Sagas coordinate multi-step workflows where each step publishes commands to Kafka and the orchestrator tracks progress in MongoDB. If a step fails, compensation actions roll back previous steps by publishing compensating events. This keeps long-running operations reliable without distributed transactions.

Key design choices:

  • Dependencies injected explicitly rather than pulled from context
  • Only serializable data persisted — sagas can resume after restarts

Replay

graph LR
    Admin[Admin API] --> ReplayService
    ReplayService --> ReplayRepo[(ReplayRepository)]
    ReplayService --> EventStore[(EventStore)]
    ReplayService --> Producer[UnifiedProducer]
    Producer --> Kafka[(Kafka)]

The replay system re-emits historical events from EventStore back to Kafka.
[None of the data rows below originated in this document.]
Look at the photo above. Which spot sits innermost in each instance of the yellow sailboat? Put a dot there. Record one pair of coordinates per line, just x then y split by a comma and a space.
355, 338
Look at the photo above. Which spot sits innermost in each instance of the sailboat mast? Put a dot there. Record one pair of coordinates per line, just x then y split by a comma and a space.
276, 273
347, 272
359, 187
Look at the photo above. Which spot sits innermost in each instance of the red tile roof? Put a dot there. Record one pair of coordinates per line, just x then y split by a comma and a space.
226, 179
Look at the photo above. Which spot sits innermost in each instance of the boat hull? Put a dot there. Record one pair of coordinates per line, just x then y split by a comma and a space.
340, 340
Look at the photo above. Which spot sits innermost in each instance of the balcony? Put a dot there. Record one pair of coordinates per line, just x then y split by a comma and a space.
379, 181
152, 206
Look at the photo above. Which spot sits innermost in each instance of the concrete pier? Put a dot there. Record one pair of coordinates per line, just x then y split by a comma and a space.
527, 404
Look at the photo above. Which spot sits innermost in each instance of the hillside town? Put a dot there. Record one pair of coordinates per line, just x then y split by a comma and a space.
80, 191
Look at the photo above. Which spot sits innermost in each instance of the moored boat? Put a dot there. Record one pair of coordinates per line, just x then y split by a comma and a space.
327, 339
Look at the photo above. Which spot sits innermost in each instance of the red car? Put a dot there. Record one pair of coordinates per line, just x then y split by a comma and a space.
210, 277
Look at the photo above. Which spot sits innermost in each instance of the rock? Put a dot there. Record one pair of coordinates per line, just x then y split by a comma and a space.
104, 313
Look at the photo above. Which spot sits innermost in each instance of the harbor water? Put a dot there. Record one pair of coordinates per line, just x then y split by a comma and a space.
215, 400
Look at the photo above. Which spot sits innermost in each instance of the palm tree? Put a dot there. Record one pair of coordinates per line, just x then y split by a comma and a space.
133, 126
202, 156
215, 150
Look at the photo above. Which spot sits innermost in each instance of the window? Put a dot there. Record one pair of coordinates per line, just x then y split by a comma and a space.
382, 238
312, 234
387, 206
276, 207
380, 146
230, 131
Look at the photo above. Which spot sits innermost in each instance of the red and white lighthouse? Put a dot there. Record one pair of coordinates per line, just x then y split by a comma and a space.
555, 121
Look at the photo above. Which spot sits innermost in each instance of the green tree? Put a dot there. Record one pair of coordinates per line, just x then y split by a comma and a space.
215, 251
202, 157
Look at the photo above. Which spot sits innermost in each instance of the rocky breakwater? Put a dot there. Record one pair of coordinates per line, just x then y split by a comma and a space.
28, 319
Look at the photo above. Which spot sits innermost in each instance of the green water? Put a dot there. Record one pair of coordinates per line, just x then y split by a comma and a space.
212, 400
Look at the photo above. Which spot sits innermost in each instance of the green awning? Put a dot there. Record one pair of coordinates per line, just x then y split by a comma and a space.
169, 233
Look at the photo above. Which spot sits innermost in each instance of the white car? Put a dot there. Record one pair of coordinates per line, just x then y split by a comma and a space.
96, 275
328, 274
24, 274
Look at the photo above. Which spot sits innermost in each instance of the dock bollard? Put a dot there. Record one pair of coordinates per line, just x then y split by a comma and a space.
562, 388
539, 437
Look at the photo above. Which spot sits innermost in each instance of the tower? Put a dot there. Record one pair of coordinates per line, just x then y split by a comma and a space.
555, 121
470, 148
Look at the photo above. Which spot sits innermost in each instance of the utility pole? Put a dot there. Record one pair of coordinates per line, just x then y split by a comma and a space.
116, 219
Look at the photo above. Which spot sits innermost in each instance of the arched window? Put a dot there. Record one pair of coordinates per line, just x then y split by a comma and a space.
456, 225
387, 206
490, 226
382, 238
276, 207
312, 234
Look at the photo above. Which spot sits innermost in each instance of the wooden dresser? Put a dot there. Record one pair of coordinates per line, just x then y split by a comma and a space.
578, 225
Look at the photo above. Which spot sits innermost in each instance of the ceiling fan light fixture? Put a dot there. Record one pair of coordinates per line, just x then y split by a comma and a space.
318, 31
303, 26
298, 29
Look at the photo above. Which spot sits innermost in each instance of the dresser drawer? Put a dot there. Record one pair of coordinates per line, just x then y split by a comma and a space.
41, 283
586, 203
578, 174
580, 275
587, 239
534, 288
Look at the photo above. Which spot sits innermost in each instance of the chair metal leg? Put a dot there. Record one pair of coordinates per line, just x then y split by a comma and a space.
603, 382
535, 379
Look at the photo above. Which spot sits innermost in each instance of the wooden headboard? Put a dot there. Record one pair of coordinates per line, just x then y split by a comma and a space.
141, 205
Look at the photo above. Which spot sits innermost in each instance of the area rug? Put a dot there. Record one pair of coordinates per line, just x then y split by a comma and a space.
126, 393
Useful for:

  • Rebuilding projections
  • Testing new consumers
  • Recovering from data issues

Create a replay session with filters (time range, event type), and ReplayService reads matching events from MongoDB and publishes to the target topic. Sessions track progress — pause and resume long replays as needed.

Dead letters

graph LR
    Consumer[Consumer] -->|"failure"| DLQ[(DLQ Topic)]
    DLQ <--> Manager[DLQ Manager]
    Manager -->|"retry"| Original[(Original Topic)]
    Admin[Admin API] --> Manager

When a consumer fails to process an event after multiple retries, it lands in the dead letter queue. The DLQ manager handles retry logic with exponential backoff and configurable thresholds.

Admins can:

  • Inspect failed events through the API
  • Fix the underlying issue
  • Replay events back to the original topic
  • Delete or archive events that repeatedly fail

Event schemas

Key files:

  • infrastructure/kafka/events/* — Pydantic event models
  • infrastructure/kafka/mappings.py — event to topic mapping
  • events/schema/schema_registry.py — schema manager
  • events/core/{producer,consumer,dispatcher}.py — unified Kafka plumbing

All events are Pydantic models with strict typing. The mappings module routes each event type to its destination topic. Schema Registry integration ensures producers and consumers agree on structure, catching incompatible changes before runtime failures. The unified producer and consumer classes handle serialization, error handling, and observability.